NatureRecordists:
In the following quote, I have capitalized the word ERROR because that
is the point that I wish to call into further consideration and discussion.
Walter Knapp wrote:
> There is always Occam's Razor. I say that proposing a system requiring
> two or more simultaneous ERRORS to have exactly the same result is less
> likely to be correct than that there is no ERROR. The simple explanation
> there is that it's as we hear it or record it.
>
> I'm well aware that recording equipment is not perfect. In this case,
> what I hear in the wild, what I hear in the recording are the same, and
> agree with the sonogram. If you have a method where such detailed
> perfection of multiple ERROR is proven, I might believe it. But it's
> certainly a far more complex hypothesis. Not just one ERROR, but
multiples.
>
> On top of that, most all the proposed ERRORS require that the recorder
> or some other part of the system be driven with a high signal level. But
> this records at a low signal level as well, where those ERRORS would not
> occur. And the hearing ERRORS that occur at loud calling also don't
> apply as we can hear this at low levels too.
>
> And on top of that, the "ERROR" turns on and off with the 2nd toad. The
> exact instant one toad gets it to himself, the sound is smooth and clear
> (at least for American Toads, which have a pretty musical trill). Keep
> in mind that the 2nd toad's call may be distant and weak, while the
> first toad is right at you and very strong. So these ERRORS come and go
> with the calls, does the toad throw a ERROR switch?
>
Now, whereas Occam's Razor refers to random exceptions, modulation
products are not random in the least - they are entirely predictable and
unavoidable consequences of any nonlineraity. Furthermore, they are
not necessarily amplitude dependent. We are perhaps most familiar
with modulation products which we call distortion, i.e., products of un-
intended nonlinearities, usually in amplifiers and usually exacerbated at
higher signal amplitudes than our amplifiers were designed to handle
with acceptible linearity.
Both our ears and our amplifiers are quite likely to be less linear at
both extremes of amplitude - starting to "clip" at high amplitudes and
failing to follow subtlties at low amplitudes, or starting to lose the
signal
in the noise.
When a modulation product happens to fall within our most acute range
of hearing we are more likely to detect it, especially if its frequency is
widely removed from other elements of the signal. Thus, we tend to
notice differences between two very high frequency elements more
readily perhaps than those elements themselves. (This is why even the
slightest aliasing can be noticed, but that is distortion of another sort.)
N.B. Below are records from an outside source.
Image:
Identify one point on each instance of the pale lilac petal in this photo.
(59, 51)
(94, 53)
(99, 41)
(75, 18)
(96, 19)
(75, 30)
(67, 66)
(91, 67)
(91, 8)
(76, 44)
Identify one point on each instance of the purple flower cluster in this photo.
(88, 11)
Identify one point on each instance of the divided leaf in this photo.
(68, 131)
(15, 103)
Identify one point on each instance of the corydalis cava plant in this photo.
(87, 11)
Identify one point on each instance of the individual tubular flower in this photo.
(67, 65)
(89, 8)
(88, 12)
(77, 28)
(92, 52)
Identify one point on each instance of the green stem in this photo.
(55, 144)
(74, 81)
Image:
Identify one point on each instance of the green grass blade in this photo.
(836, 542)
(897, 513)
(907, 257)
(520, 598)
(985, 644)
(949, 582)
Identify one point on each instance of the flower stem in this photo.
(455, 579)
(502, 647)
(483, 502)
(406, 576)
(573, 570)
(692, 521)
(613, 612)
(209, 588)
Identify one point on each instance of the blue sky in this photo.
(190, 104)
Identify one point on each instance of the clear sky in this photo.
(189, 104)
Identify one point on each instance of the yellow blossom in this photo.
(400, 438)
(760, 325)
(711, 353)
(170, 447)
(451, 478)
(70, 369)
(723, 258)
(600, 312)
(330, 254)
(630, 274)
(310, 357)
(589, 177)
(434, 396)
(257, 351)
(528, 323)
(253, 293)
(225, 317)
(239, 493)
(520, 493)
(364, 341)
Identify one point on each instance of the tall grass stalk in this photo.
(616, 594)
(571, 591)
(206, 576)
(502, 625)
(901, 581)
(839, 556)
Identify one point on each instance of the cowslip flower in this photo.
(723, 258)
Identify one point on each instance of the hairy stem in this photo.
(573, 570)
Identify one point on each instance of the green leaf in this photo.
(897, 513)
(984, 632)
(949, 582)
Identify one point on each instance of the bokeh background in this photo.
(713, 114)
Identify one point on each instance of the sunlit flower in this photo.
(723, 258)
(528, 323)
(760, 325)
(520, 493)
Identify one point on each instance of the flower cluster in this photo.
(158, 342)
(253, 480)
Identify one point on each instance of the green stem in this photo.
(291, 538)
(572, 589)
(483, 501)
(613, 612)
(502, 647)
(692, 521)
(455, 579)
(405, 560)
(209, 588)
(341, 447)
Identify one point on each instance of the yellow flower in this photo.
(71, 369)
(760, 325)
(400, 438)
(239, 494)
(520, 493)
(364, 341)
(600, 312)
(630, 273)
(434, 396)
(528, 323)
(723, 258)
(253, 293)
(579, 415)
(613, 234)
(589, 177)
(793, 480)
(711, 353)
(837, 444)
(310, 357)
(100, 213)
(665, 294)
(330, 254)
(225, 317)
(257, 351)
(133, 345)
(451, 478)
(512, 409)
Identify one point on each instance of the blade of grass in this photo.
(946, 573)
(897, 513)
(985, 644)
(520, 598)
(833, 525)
It may well be that many of the phenomena that Walter reports for his
amphibian sounds are produced by the environment, such that both
his microphone and his ear are receiving the product in question. A
long shot would be that water vapor saturation in the air nearest the
sources of the sounds is enough of a non-linearity to produce the
reported effects. Perhaps a more plausible hypothesis is that multi-
pathing of the signal is contributing to constructive and destructive
interference, which would necessarily be wavelength dependent. It
would be interesting to learn if arboreal amphibs exhibit the same
apparent effects as terrestrial or aquatic surface amphibs.